Иван горько усмехнулся.
- Я уезжаю...Совсем, - не дождавшись вопроса, надавил он.- Куда подальше из этого бардюкальника!
- Как же наше дело?
- Какое еще на хрен дело? Где ты видишь дело?! - Листопад цветисто выругался. И тем будто освободился от оторопи, в которую погрузился. Губы его зло задрожали. - Вот это, что ли, дело?! - он ткнул на окно, за которым различались клубы дыма над бывшим парламентом.
- Дело - то, чем мы занимаемся.
- А мы где, на луне?!.. - вскрикнул Иван, но тут же убавил голос. - Ишь, дело ему. Или не на твоих глазах его гробили? И что? Кто-нибудь вступился? Хоть кто-то? Ведь не для себя одного старался! Нет! По фигу метель! Рвите друг другу глотки, а мы не при делах.
- Но за тобой же отстроенная система, тысячи людей, Иван! Которые поверили. Поставили на нас. Нельзя же их так просто взять и бросить. Понимаю - трудно. Идет наезд. Но мы ж отбиваемся, - Антон, торопясь и сбиваясь, выкрикивал то главное, что готовился сказать Листопаду. И что должно было переубедить его. - Я только вчера два новых встречных иска инициировал.

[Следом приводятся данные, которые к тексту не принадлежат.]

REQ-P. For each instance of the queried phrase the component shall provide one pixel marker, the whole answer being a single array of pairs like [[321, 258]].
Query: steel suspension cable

- Инициировал он! - со смесью досады и умиления передразнил Иван. - От чьего имени, спрашивается?
- От твоего, конечно.
- Значит, незаконно, - глумливостью подавляя стыд, констатировал Листопад. Под требовательным взглядом Антона замолчал и опустился в кресло. Короткий запал будто вышел из него.
- Нет больше ничего! - через силу объявил он.
- То есть как? В смысле что - уже продал? Но - когда?
- С распродажей я тоже опоздал. Нечего больше распродавать, - Листопад устало посмотрел на часы. - Сегодня я подписал бумаги об отказе от всего, чем владею, в пользу Балахнина. У меня больше ничего нет, - он безысходно хлопнул себя по ляжкам. - Нищий, понимашь!
С усилием заставил себя посмотреть в глаза Антону. Ошеломленное лицо приятеля доставило ему какое-то мазохистское удовольствие.
- Спрашиваешь, почему? Отвечу, - аргумент приискали неотразимый. При начале штурма балахнинские боевички вошли вместе с "Альфой". Меня зажали и сделали предложение, от которого нельзя отказаться. Либо всё подмахиваю - и бумаженции заранее состряпали, аккуратисты, и нотариуса прихватили! - либо героически гибну при штурме. Ну и так далее. А героически я, видишь ли, оказался не готов.